I can’t help but feel that Steve Fuller is really having an argument about how we define anything and then trying to hang some of his own ideas about why university education is important as the froth on the top of that debate. I got the feeling I was being led rather than challenged or questioned in that presentation!

It seems absurd to suppose there is some kind of emerging historical notion of humanity. His argument appears to be that there is some kind of intellectual elite leading this attempt down the ages to define humans by, in no particular order, additional non-animal characteristics (like the love of God!), bigger intellects and less hair (like Linnaeus), and greater goals (like Darwin and after). All of these approaches appear to overlook the nastiness of man’s inhumanity rather than humanity. The Crusades were not an exercise in educational clubbishness as Fuller appears to imply but an excuse, fuelled by ideology and greed, to wage war on some people. The same is true of Cortes, Attila the Hun and Adolf Hitler not to mention the slave trade and its imitations in any number of cultures down the ages.

It isn’t any wonder that people in the twentieth century challenged some of the more comfortable notions about humanity given the backdrop of two appalling world wars and the emergence of institutionalised racism and prejudice. Neither is it really any wonder in the 21st-century that humanity with a capital H is criticised as a male club, characterised as ignoring the environment, gender and economics and now sinking into an obsession with technology to create an alternative reality having ruined the one we’ve got.

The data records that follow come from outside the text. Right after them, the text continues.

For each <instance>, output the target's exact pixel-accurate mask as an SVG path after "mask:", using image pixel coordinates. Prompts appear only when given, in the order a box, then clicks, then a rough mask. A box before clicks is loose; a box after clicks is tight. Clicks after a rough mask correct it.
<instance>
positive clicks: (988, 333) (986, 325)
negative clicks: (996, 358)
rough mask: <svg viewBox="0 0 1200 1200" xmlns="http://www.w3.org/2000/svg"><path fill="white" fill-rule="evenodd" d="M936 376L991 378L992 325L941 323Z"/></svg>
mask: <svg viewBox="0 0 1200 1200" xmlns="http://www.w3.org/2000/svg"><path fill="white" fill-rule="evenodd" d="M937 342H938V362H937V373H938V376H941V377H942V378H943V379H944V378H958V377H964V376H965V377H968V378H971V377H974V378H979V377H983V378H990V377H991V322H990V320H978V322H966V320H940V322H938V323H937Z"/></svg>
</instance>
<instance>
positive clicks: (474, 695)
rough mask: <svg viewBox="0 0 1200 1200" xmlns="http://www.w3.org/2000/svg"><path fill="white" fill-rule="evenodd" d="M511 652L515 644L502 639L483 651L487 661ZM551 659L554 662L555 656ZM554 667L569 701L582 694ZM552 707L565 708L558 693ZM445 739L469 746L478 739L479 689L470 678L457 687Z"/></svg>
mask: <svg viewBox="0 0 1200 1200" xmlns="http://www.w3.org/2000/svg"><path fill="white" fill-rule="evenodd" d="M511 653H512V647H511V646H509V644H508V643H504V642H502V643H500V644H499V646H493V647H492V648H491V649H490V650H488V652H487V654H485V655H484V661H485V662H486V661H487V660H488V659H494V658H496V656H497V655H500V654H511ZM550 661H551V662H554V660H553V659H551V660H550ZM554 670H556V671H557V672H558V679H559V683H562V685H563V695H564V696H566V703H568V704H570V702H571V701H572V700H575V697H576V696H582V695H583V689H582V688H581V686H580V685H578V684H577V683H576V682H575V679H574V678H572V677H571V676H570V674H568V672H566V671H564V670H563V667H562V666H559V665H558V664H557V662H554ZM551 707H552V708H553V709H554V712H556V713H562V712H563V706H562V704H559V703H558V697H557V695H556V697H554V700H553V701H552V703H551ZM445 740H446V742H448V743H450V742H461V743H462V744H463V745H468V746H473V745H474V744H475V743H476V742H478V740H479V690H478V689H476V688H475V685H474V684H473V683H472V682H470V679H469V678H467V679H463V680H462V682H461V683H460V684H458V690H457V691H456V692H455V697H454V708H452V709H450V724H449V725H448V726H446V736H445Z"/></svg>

Having said that, any time you see anyone espousing that tired old ‘things are getting worse argument’ and asserting how there used to be a golden age you can assume they are on shaky ground, getting on in years and nostalgic or politically dangerous. It is a point of view which appears to assert a kind of flow in history which rolls backwards and forwards or, for them, from good to bad.

However, it is still fair to ask a question about what humanity might be. The answer, for a lot of people, is what it isn’t. Being human is not being entirely animal, not being entirely driven by instant gratification and unconstructed desire, not being stupid or uncaring, and so on. This is boundary theory, the place where we get the interesting idea that dirt is simply material in the wrong place. Foucault, who Steve Fuller doesn’t appear to like, talks about normalising judgements, the everyday way that we speak about things which confirm the world as we build it. In other words, we don’t simply socially construct reality but we also work quite hard to maintain it. We don’t do this by asking each other what humanity is but we do it by reinforcing everyday value judgements and by disapproving of what lies beyond the boundaries. The recent gay marriage debate is a good example of people setting boundaries and many of those who do it are neither gay, churchgoing or much bothered about marriage but since they have Twitter accounts or are members of Parliament they feel obliged to join in. Frequently, in the media, this process is made quite explicit when behaviours and individuals are characterised or described as inhuman. Child killers, suicide bombers and paedophiles, for example.

What we need to remember in this discussion is that just because humanity is a leaky concept and fuzzy around the edges that doesn’t make it somehow flawed or inapplicable. If you think about it, your idea of a chair, red or a holiday is just as disparate. To me it seems entirely right that we should be working constantly to define our own humanity without the help of popes, dictators or anyone else for that matter who would like to tell us what being human is. That discussion is a place where we can express, exercise and develop our own moral values, principles and purposes as well.

As part of this, it is worth mentioning that you cannot be human if you are the only individual left on the planet. Humanity is a socially ascribed and developed characteristic which is why we tend to view people who describe themselves as overly humane as slightly suspicious. Best to judge people by what they do rather than what they say! Obviously, the last man on earth is going to dispute this but all he is holding onto are the vestiges of what people used to say and there are plenty of examples about how humanity can be made more flexible when the social bit is underplayed which is why stranded sailors in lifeboats were happy to eat the cabin boy and why people in high-density housing are more likely to kill each other.

So, where does that leave humanity and technology? More to the point, why is technology seen as a threat to the notion of being human when a variety of individuals and ideologies including Pol Pot, the Catholic Church and extreme Islam have provided a much greater threat down the years.

In theory, it is possible to argue that if we meet virtually we meet face-to-face less but given the billions of Facebook and Twitter postings each week and the exponential expansion of social media it would be absurd to suggest that we are communicating less. We are not just talking rubbish either. Twitter is a highly politicised forum for many people and an information exchange. Amazon reviews are an excellent source of shared wisdom about potential purchases and, increasingly, politicians are taking notice of mass petitions. Talk to the people who blog seriously with their primary school classes and the positive impact this has on their learning and then try to say technology is damaging humanity!

Is there any evidence that the technology is driving us? In terms of the use debate, which we have already had, it is certainly offering some attractive options and products but that doesn’t make us passive consumers or users. Television, as probably the most influential technology of the twentieth century, was far more dangerous in terms of indoctrination and social control.

I have got a feeling that Steve Fuller would have concluded if he had had more time that believing in God was an excellent way forward and that MOOCs are not real learning. I think he’s wrong on both counts.